Ali menilai, laporan dari Gontha sangat penting. KPK tidak bisa memberantas korupsi tanpa bantuan masyarakat. Gontha sudah berperan sebagai masyarakat yang baik dengan memberikan data-data sewa pesawat Garuda Indonesia.
Garuda Tak Lagi Dapat PMN Tahun Depan
Meskipun di tengah adanya dugaan korupsi, pemerintah tetap ingin Garuda Indonesia diselamatkan. Namun, jalurnya bukan lagi melalui dana segar Penyertaan Modal Negara (PMN).
Menteri Keuangan Sri Mulyani Indrawati tidak memasukkan Garuda Indonesia sebagai BUMN Penerima PMN 2022. Total dana PMN 2022 yang mencapai Rp35,5 triliun, terbesar akan disalurkan kepada Hutama Karya untuk membangun Tol Trans Sumatera. Tidak ada penjelasan rinci dari Kemenkeu terkait Garuda. Kebijakan ini tentu membuat jalan Garuda Indonesia keluar dari labirin utang kian terjal.
Hingga berita ini ditulis, Staf Khusus Erick Thohir Arya Sinulingga tidak kunjung belum menjawab pertanyaan VIVA terkait kebijakan PMN tahun 2022 tersebut.
Terlepas dari bantuan PMN, Menteri BUMN Erick Thohir telah menegaskan sikapnya bahwa upaya restrukturisasi Garuda Indonesia akan terus berjalan. Garuda akan fokus untuk penerbangan domestik.

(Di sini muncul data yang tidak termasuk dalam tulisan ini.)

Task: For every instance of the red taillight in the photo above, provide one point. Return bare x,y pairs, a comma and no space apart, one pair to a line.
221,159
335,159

Erick belum sampai membahas lebih lanjut soal isu Pelita Air yang akan menggantikan Garuda. Jauh sebelum itu, pada Mei 2021, Kementerian BUMN sempat menyampaikan empat opsi penyelamatan Garuda Indonesia. Mulai dari tetap mendukung Garuda Indonesia hingga ada opsi Garuda dilikuidiasi. Lantas jalan terjal mana yang dipilih?